Não importa, pois para Deus nada é impossível. Nossa alma foi por Ele criada a
partir do nada e o corpo, embora tenha origem humana nos pais, foi constituído
por Ele. Adão, o mais belo ser de toda a obra da criação, foi modelado como um
boneco de barro por um artista chamado Deus, e também o barro foi criado sem
qualquer matéria preexistente, como o resto do universo. Isto nos mostra que
Deus, sendo onipotente, pode criar e recriar todos os seres. Assim como nos
formou individualmente e infunde a alma em cada criança recém-concebida, pode
mandar que os restos mortais de homens falecidos — alguns há milhares de anos,
como nossos pais Adão e Eva — sejam reunidos e seus corpos reconstituídos em
estado glorioso. Em última análise, a ressurreição certifica a onipotência
divina. Pela simples lembrança de que morreremos, seremos sepultados e
esperaremos até sermos recompostos de forma gloriosa, a ponto de adquirirmos um
corpo espiritualizado, já antegozamos esse momento de extraordinária beleza em
que triunfaremos, como Nossa Senhora no dia da Assunção.
Maria não podia
conter mais graça
É edificante
considerar que, independentemente de Maria Santíssima ter morrido ou não, pelo
fato de ser imaculada nunca sofreu Ela nenhuma enfermidade, não envelheceu ou
padeceu a menor mazela decorrente do pecado, e seu corpo não esteve sujeito à
decomposição, sendo esta uma das razões de sua Assunção ao Céu. Levantemos,
porém, algumas hipóteses a respeito de outros motivos que terão levado Nossa
Senhora a passar desta vida para a eternidade com seu corpo glorioso.
Ensina a doutrina
católica ser a caridade uma virtude que se radica na vontade.7 Quando é muito
forte, o amor impele quem ama a unir-se a quem é amado. Todo cristão, no dia do
Juízo, deve apresentar seu progresso na caridade, por ser ela imprescindível
para entrar no Céu. Ora, houve alguém que partiu desta vida não com amor, mas
por amor: Nossa Senhora. Afirma Santo Alberto Magno que “mais obrigação tem de
amar aquele a quem se dá mais. A Beatíssima Virgem foi dado mais que a todas as
criaturas; logo, estava obrigada a amar mais do que qualquer outra”.8 E assim o
fez, conclui o santo doutor. N’Ela, a caridade intensificou-se de tal maneira
que o corpo não mais podia sustentar a alma, e o desejo de contemplar a Deus
face a face para unir-Se a Ele fez com que a alma de Maria Santíssima, ao
subir, levasse também o corpo. A par disso, é certo que n’Ela a graça, embora
plena desde sua concepção, aumentou incessantemente ao longo da vida a ponto de
mais não comportar quando ocorreu a Assunção. Eis a maravilha de uma criatura
humana que, de plenitude em plenitude, de perfeição em perfeição, havia chegado
ao extremo limite de todas as medidas, até quase não existir diferença entre a
sua compreensão do universo e a própria visão de Deus. O que Lhe faltava?
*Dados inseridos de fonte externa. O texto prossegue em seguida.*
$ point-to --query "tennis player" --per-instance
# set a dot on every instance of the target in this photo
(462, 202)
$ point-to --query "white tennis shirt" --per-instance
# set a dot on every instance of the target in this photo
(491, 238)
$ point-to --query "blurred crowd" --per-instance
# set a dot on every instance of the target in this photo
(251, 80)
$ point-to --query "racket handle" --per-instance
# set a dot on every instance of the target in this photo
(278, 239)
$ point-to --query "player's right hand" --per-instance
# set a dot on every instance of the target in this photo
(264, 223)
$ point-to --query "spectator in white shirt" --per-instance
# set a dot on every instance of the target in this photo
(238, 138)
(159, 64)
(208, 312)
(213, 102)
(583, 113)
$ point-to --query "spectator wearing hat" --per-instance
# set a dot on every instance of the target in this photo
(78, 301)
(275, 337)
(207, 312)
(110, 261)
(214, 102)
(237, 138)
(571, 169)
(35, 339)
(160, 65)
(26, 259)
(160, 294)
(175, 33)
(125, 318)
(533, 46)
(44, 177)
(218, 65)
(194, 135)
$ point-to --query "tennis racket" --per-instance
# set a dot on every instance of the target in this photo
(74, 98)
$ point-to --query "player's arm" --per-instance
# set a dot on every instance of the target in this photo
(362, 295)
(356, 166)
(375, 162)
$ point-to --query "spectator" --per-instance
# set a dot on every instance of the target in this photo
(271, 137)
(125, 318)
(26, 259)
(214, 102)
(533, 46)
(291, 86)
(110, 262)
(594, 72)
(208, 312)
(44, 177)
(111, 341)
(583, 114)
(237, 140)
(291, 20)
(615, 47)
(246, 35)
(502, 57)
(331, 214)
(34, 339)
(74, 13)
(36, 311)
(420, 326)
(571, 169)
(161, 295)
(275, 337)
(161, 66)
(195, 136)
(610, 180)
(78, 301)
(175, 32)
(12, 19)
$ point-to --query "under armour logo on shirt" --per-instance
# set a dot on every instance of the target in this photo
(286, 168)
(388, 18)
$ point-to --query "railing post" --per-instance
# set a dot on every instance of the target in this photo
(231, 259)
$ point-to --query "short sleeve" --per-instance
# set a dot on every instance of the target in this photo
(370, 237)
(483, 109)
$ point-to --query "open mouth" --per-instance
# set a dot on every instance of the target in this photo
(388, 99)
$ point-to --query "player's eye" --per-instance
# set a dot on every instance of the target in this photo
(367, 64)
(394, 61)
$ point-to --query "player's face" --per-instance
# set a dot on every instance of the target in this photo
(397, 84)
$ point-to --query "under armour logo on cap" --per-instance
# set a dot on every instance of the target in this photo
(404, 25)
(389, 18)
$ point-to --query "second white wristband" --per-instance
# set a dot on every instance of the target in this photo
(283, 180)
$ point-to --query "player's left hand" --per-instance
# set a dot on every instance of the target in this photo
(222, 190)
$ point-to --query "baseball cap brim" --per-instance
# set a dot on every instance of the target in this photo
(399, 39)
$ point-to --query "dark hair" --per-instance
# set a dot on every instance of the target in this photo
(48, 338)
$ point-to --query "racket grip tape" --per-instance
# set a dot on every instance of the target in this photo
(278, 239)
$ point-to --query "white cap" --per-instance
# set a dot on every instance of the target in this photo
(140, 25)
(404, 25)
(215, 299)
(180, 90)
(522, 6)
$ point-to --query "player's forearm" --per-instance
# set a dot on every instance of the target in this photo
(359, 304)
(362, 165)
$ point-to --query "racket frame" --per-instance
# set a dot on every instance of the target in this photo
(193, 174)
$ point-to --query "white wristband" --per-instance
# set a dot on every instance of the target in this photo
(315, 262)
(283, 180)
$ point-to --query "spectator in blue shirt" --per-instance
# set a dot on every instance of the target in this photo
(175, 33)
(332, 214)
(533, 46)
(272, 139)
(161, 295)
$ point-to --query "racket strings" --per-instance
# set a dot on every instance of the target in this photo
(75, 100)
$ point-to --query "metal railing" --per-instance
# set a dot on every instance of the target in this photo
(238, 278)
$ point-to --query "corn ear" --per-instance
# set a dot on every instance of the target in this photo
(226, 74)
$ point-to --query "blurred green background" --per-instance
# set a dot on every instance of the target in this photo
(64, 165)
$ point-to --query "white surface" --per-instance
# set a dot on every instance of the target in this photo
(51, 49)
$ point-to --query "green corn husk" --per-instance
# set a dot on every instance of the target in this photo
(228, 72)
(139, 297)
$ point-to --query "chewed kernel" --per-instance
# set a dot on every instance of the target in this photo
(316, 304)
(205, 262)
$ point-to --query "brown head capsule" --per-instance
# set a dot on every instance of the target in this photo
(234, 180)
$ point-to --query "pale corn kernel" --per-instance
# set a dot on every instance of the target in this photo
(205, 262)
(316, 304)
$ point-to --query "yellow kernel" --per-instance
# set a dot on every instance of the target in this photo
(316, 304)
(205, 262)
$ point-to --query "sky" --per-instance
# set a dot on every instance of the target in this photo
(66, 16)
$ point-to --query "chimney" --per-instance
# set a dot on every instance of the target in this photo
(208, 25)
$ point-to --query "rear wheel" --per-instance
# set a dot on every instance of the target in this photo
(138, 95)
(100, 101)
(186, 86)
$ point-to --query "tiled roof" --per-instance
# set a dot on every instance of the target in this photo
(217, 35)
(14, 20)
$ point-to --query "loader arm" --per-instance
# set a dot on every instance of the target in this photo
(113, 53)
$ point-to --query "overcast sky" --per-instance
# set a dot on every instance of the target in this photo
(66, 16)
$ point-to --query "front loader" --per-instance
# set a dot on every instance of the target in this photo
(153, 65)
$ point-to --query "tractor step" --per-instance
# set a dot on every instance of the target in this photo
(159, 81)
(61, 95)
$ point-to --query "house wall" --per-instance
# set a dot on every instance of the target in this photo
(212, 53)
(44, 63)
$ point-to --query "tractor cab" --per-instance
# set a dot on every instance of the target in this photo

Apenas a Assunção. Sua alma atingiu tal sublimidade, alcandoramento e
esplendor, que o véu de separação entre a natureza humana e a visão beatífica
tornou-se tênue, se desfez, e — sem necessidade de passar por qualquer
julgamento — Ela viu a Deus. Em consequência, seu corpo tornou-se glorioso e
Ela elevou-Se ao Céu.
Em função disso é
indispensável corrigir certa visualização oferecida por algumas obras de arte,
até piedosas, em que Maria aparece em volta numa nuvem, elevada ao Céu por uns
anjinhos, representados na maioria das vezes como se fizessem esforço para
conduzi-La.
Na verdade, por ter
a alma na visão beatifica, seu corpo glorificado já gozava da agilidade, uma
das qualidades deste estado. Ela deslocava-Se com extraordinária facilidade, com a rapidez do pensamento podendo
subir ao Céu por Si mesma, Os Anjos A teriam acompanhado? Sim, mas por
veneração, sem precisar transportá-La, uma vez que Ela possuía mais glória que
todos eles juntos.
Em que consiste,
então, a diferença entre a Assunção de Maria e a Ascensão do Senhor? Ele subiu
aos Céus tanto por seu poder divino — pois é o próprio Deus — quanto pela
virtude de sua Alma glorificada, que movia seu Corpo.9 E a Assunção de sua Mãe
Virginal teve como causa apenas a glória de seu corpo, submisso à sua alma
bem-aventurada.
A humanidade
divinizada entra na glória
Outra razão da conveniência deste magnífico
acontecimento é a restituição prestada a Deus por todos os benefícios
concedidos ao gênero humano. Uma vez que a Segunda Pessoa da Santíssima
Trindade desceu dos Céus, para Se encarnar, trazendo ao mundo a divindade
humanizada, seria justo que uma pessoa humana fizesse um oferecimento
harmonicamente contrário e levasse para o Céu o melhor da santidade, o que de
mais belo, excelente e extraordinário pudesse existir na Terra: a humanidade
divinizada. Tal missão foi reservada a Maria. Por outro lado, Ela foi o
sacrário do Filho de Deus durante os nove meses nos quais gerou a humanidade
santíssima de Cristo. Era compreensível que havendo-O recebido como tabernáculo
na Terra, também Ele A recebesse em seu Santuário Celeste.
Júbilo na eternidade
Que gáudio incomparável experimentaram todas as almas bem-aventuradas quando Nossa Senhora ali entrou em corpo e alma! Embora seu Divino Filho já estivesse ressurrecto na companhia dos eleitos, o fato de unir-Se a eles, sendo a mais bela, elevada e santa das puras criaturas, foi um surto de consolação para quantos aguardavam a ressurreição de seus corpos. No que diz respeito aos Anjos, vinham eles esperando havia muito tempo tal acontecimento, pois Maria fora a pedra de escândalo, o sinal de contradição que dividira o mundo angélico, e a fidelidade a Ela, enquanto protagonista do plano divino, havia sido a causa da beatitude dos bons.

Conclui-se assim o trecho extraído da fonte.